The pain was initially blinding but soon vanished; perhaps it was shock, perhaps it was adrenaline. It turns out I had a tibial avulsion fracture, meaning a fragment of my tibia bone had chipped off and was floating in my kneecap—ACL attached to it—like a tethered astronaut suspended in space.
Surgery back on the East Coast was followed by a brutal month with a locked-in leg extension and ultra-reduced mobility.
My sleep deteriorated. Work productivity fell off. It wasn’t so much about the physical discomfort as it was the mental roadblocks. I could think only of the maddening limitations of the problem, and the possibility that my biomechanics had changed forever.
It also made me realize just how vital the activity was to my mental health—without tennis, my brain fog was distressing.
Then, after some time, the flexion in my knee began to return. I gritted through physical therapy and started stationary biking. Distance running was not—and is still not—possible, and I wonder if it will ever be. But the ability to play tennis is back.
After a summer spent largely in New York, and getting back to a modicum of normalcy playing tennis there, I finally returned to Miami, where I now play four times a week.
Each and every step of the way, my leg has felt a little better, a little freer. More so, however, the miasma of my mental health has started to clear.

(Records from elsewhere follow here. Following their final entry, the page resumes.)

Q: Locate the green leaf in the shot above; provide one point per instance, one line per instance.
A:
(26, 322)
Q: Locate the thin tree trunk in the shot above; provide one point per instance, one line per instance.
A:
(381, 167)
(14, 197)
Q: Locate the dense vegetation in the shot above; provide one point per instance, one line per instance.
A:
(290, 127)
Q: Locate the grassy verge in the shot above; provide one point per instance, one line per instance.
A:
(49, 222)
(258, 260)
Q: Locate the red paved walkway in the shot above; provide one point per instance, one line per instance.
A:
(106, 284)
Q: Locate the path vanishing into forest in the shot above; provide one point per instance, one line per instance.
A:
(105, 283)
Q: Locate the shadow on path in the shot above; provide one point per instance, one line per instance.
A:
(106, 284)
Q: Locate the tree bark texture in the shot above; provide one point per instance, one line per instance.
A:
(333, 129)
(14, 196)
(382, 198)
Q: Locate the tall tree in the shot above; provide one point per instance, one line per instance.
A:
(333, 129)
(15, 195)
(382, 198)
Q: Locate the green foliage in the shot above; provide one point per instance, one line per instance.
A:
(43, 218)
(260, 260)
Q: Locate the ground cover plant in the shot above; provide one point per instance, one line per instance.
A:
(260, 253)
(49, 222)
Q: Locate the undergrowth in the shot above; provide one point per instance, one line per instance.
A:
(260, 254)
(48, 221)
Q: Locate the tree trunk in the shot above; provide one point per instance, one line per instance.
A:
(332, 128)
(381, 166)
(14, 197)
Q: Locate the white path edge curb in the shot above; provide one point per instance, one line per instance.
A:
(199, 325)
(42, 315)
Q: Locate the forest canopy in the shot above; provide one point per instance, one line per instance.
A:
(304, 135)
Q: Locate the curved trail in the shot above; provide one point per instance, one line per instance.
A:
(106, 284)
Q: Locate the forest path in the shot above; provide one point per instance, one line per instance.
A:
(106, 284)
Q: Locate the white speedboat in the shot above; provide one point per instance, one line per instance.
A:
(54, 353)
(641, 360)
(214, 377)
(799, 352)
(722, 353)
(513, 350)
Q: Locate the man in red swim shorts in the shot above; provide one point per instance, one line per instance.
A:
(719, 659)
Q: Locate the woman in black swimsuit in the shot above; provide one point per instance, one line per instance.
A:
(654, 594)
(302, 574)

I’m not all the way “there” yet, but, a good sweat session under the Miami sun is far better than any medication or counseling I’ve had thus far.
For a brilliant hour or two, I can sweat, swear, hit the ball as hard as I want or as tactfully as I want, and think exclusively about how to improve.
Tennis didn’t save my disposition, but it eventually brought my good mood back, and a good mood goes a long way.
It has to mean you’re on the right track, doesn’t it? Now let’s just hope that, in time, I win that club championship.